In the well-considered case of Shurtleff v. Stevens, 51 Vt. 501—the plaintiff being a clergyman, and the charges being of a similar character to those now under discussion —the court, at page 515, uses this language:

“The general cause of public morality which underlies all good government, and which every good citizen, be he *478priest or layman, is bound to promote, is affected by the fidelity with which ministers of the gospel discharge the high trust of their appointment. In order to be successful public teachers of morality, they must be unspotted public exemplars of it. Hence, if it b.e suspected that a wolf in sheep’s clothing has invaded their ranks and sits at their council board, it is not only for the interest of all the members of the association to know the fact, but it is their imperative duty to make inquiry and ascertain the fact. They owe such duty to the plaintiff as a brother member, if he is charged with scandalous conduct, to the end that his innocence may be established. They owe it to themselves, lest by indifference they give apparent approval to his conduct. Their intimate official relation to the plaintiff in the cause of their common work leaves them no other alternative, and if, in making such inquiry and in acting upon the subject-matter of it, they proceed with honesty of purpose and act from a sense of duty, the law protects them.”

The presumption in cases of privileged communications is that the person acts in good faith and from proper motives.
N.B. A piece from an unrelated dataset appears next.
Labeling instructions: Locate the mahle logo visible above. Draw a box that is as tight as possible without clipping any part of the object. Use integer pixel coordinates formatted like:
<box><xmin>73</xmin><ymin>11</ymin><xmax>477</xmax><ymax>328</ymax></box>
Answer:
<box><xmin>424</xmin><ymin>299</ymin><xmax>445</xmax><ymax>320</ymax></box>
If there is anything in the alleged libelous article or in the surrounding circumstances which shows a bad or vindictive spirit or a feeling of hatred or ill will, the question belongs to the jury. If there is not, it belongs to the court, as a question of law.

The letter complained of makes four specific charges, with no evidence before us to show their truth or falsity. The letter invites the parties to whom it is addressed to investigate, and gives names coupled with an offer to give more names if desired, and courts investigation. If the charges were true, or if the defendants honestly believed them to be true, though they were in fact untrue, and believed them to be incompatible with their church principles, and derogatory to the welfare of the church and community where the church was established, the communication was privileged. Without other evidence than the letter itself to show falsity and malice, the jury were not at liberty to find either or both, without which the verdict and judgment cannot stand. Upon this record, we think the court should have directed a verdict for the defendants.

*479Other questions are raised, but, as they are not likely to arise upon a new trial, we refrain from determining them.

Judgment reversed, and new trial ordered.

Moore, C. J., and Blair, Montgomery, and Ostrander, JJ., concurred.